In a remote environment, it can be difficult to identify the signs of burnout in other people. We rarely see one another and we rely on text to communicate. This means that we cannot use visual cues, speech intonation, or body language to pick up on when others are experiencing problems. As the company grows and it becomes more difficult for everyone in the company to know one another, it’s important that everyone has someone looking out for them.

If you are a manager, team lead, or project lead you should get to know team members’ online communication styles, working patterns, and regular output, so that you can identify if there is a change in any pattern. Equally, if you see any noticeable change in one of your peers you shouldn’t be afraid to raise it with them or their manager. It’s change that really matters: if someone is always uncommunicative or abrupt then it’s unlikely that they are burning out. But if someone has been communicating a lot and they stop then there may be a problem.

Warning signals for someone who is about to experience burnout or is already there include:

  • Lack of productivity and poor performance.
  • Detachment and isolation. They may communicate poorly, avoid company-wide activity and discussions, or stop communicating on a project. Pay attention to someone’s communication style: if this has suddenly changed then there may be a problem.
  • Change in communication style. A person who is chatty starts being quiet; a person who is quiet start over-communicating.
  • Forgetfulness
  • Unable to prioritise tasks. They may struggle to list out tasks that require attention and break them down into prioritised goals.
  • Overcommitting. They may commit to tasks that are too big to deal with in a time frame or that they don’t have all of the skills for.
  • Chronic procrastination. They may take on tasks with no real certainty of their value in order to keep busy.
  • Persistent absence from work. This could be lots of one-off absences, not showing up for meetings, or disappearing completely from work for a period.

What to do

If you think someone is burning out or has burnt out, there are a number of things you can do:

  • If you have a personal relationship with someone, talk to them yourself and see if you can give them any help.
  • If you are working with someone on a project, talk to your tech lead, your project manager, their team lead, or manager.
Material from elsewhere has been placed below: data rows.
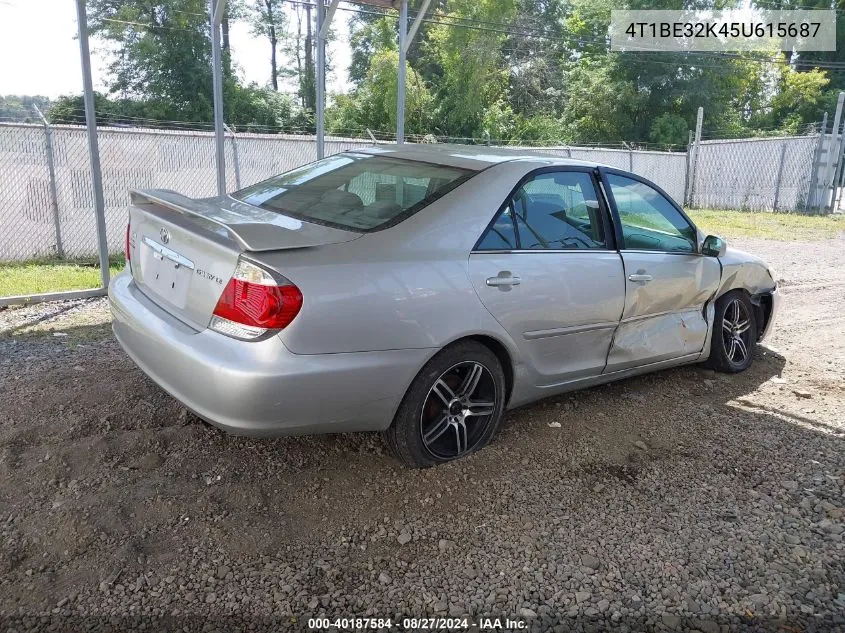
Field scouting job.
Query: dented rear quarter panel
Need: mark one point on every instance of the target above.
(741, 270)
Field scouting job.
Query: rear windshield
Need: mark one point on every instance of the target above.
(358, 192)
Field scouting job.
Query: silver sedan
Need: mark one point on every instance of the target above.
(421, 291)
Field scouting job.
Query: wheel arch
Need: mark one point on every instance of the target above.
(501, 352)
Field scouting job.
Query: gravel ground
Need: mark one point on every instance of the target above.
(683, 500)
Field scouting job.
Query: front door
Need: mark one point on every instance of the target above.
(546, 270)
(668, 284)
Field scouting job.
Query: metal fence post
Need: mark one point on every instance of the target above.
(51, 168)
(836, 180)
(814, 173)
(699, 121)
(833, 154)
(93, 147)
(780, 176)
(687, 170)
(234, 156)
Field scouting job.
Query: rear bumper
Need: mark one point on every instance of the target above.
(260, 388)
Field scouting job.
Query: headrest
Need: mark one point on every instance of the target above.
(340, 198)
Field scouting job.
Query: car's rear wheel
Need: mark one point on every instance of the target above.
(452, 408)
(734, 333)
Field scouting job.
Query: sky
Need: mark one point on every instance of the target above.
(39, 52)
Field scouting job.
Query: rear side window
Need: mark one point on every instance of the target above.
(358, 192)
(649, 221)
(552, 211)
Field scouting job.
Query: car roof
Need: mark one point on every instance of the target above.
(475, 157)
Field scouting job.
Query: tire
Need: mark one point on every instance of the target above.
(734, 333)
(453, 407)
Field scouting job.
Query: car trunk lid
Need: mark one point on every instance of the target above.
(183, 251)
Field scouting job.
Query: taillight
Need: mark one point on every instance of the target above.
(254, 302)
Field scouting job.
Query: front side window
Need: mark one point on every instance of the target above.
(649, 221)
(552, 211)
(358, 192)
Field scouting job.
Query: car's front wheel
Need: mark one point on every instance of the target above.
(734, 333)
(452, 408)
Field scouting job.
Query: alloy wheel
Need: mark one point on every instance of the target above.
(736, 332)
(458, 410)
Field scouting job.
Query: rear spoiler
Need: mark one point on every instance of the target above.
(251, 228)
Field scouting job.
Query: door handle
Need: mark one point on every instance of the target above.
(504, 279)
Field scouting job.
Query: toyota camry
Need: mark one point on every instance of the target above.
(423, 290)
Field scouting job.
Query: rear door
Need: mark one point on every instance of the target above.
(668, 284)
(547, 270)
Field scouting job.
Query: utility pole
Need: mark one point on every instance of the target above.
(93, 147)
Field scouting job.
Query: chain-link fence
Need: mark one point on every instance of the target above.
(47, 198)
(765, 174)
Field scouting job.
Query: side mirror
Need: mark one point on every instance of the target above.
(713, 246)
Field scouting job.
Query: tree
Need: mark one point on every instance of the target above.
(269, 20)
(470, 76)
(373, 104)
(20, 107)
(163, 52)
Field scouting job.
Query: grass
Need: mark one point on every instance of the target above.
(52, 276)
(771, 226)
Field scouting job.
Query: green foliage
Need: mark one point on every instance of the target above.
(20, 108)
(669, 129)
(373, 105)
(800, 98)
(471, 74)
(527, 70)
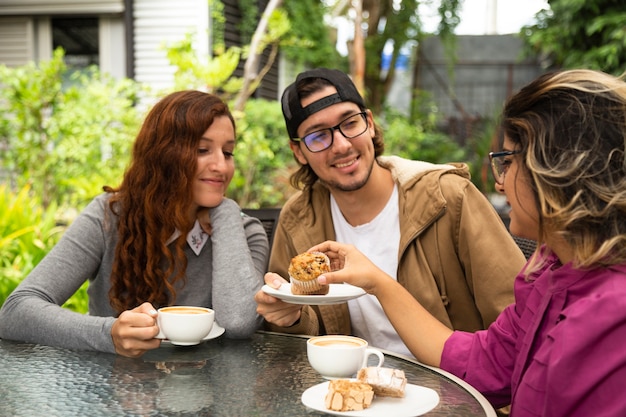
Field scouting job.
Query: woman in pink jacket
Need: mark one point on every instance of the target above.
(560, 349)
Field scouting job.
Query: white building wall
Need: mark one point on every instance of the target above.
(17, 46)
(160, 23)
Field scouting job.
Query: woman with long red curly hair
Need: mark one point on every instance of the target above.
(165, 236)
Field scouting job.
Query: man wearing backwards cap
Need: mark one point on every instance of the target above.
(425, 225)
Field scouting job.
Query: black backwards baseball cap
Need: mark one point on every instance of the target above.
(293, 111)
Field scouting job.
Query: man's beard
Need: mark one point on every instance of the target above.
(354, 186)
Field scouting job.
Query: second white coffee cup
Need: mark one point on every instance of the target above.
(337, 356)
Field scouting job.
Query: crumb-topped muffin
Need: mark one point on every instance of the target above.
(304, 270)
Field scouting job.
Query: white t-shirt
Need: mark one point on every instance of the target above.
(379, 240)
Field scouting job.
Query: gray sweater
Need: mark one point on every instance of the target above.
(224, 276)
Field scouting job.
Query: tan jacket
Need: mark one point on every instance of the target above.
(456, 257)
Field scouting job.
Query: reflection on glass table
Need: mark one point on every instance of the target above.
(262, 376)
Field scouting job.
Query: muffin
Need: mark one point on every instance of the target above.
(304, 270)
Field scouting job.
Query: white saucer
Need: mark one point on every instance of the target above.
(417, 401)
(216, 331)
(338, 293)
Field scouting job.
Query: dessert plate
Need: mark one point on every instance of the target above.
(216, 331)
(417, 401)
(338, 293)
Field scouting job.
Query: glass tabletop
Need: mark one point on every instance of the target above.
(262, 376)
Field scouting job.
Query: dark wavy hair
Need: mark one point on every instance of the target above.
(571, 129)
(155, 197)
(305, 177)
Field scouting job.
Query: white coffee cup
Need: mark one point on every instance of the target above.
(185, 325)
(338, 356)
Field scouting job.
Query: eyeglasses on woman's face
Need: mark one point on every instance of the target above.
(500, 163)
(350, 127)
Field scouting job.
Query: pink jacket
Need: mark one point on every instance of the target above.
(560, 350)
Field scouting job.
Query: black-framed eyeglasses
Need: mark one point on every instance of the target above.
(350, 127)
(500, 164)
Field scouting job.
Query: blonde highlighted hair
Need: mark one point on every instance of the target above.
(571, 129)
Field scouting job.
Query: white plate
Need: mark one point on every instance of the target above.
(417, 401)
(338, 293)
(216, 331)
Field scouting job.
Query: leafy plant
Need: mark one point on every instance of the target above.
(54, 135)
(27, 233)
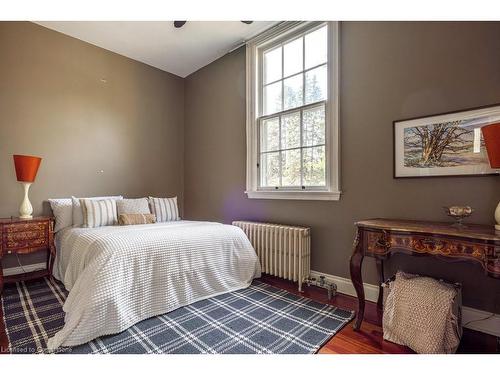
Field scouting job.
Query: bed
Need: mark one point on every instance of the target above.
(119, 275)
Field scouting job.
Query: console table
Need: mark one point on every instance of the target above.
(379, 238)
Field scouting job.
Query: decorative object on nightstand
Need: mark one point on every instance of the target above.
(491, 135)
(26, 169)
(21, 236)
(459, 213)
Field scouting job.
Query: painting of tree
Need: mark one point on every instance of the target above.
(441, 145)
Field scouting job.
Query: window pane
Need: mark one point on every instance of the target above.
(270, 169)
(272, 98)
(316, 85)
(290, 130)
(316, 47)
(270, 134)
(314, 126)
(290, 168)
(272, 65)
(293, 92)
(293, 57)
(314, 166)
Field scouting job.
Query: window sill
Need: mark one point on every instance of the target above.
(295, 195)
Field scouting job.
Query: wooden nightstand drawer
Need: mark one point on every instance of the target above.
(21, 240)
(26, 227)
(18, 236)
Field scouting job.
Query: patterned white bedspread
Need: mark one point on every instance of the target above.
(118, 276)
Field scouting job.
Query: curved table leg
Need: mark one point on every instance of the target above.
(357, 280)
(380, 270)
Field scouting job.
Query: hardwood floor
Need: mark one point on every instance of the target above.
(369, 340)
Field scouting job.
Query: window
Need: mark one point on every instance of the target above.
(292, 108)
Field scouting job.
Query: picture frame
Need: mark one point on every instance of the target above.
(444, 144)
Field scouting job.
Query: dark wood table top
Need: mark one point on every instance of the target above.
(13, 219)
(477, 231)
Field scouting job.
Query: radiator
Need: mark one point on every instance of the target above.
(283, 250)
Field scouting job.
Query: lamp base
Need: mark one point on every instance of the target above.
(26, 208)
(497, 218)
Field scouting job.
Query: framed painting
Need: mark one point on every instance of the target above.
(446, 144)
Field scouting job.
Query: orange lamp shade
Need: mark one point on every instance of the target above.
(491, 135)
(26, 167)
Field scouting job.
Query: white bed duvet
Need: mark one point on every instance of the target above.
(118, 276)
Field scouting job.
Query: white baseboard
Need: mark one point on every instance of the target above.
(490, 324)
(27, 268)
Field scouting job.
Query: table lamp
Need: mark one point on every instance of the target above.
(491, 135)
(26, 169)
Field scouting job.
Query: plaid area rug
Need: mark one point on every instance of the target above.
(258, 319)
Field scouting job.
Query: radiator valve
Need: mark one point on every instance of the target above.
(323, 283)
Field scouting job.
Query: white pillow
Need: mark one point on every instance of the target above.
(63, 212)
(98, 213)
(133, 206)
(165, 209)
(77, 208)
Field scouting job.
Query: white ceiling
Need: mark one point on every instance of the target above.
(157, 43)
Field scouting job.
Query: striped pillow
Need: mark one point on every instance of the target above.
(98, 213)
(133, 206)
(165, 209)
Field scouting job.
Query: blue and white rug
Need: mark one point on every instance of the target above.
(258, 319)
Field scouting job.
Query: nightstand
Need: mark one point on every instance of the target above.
(19, 236)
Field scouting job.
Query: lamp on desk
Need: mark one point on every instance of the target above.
(26, 169)
(491, 135)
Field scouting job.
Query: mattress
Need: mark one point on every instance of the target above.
(118, 276)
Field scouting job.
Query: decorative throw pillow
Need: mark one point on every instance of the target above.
(134, 219)
(165, 209)
(63, 212)
(133, 206)
(98, 213)
(78, 211)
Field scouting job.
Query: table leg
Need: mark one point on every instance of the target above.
(51, 262)
(380, 271)
(356, 262)
(1, 274)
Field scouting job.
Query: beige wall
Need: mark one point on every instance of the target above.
(53, 104)
(388, 71)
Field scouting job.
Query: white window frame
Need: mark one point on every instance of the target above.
(275, 36)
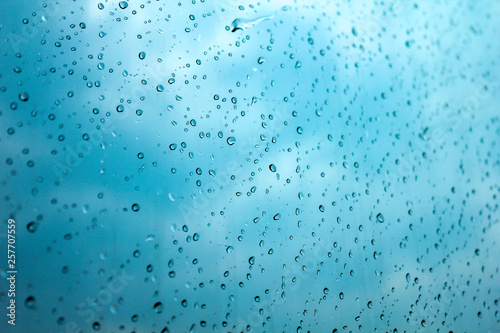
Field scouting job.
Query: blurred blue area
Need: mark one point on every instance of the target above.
(251, 167)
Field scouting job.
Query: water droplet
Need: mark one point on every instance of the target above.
(158, 307)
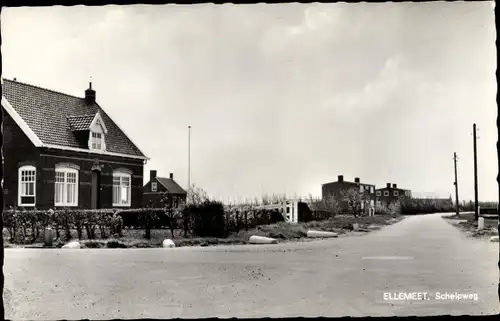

Tell them any signs you have noticed and any impact that it has had.
  • If you notice it in someone outside your project team, talk to their manager, team lead, or the Director of People Operations.

By informing someone of what is going on, you’re helping to address the situation as quickly as possible. The person will not be in trouble and it will not affect their position in the company. What usually happens when someone burns out is that they take some time off and their work is re-allocated to someone else. After that we figure out a way for them to return to work that supports them getting better.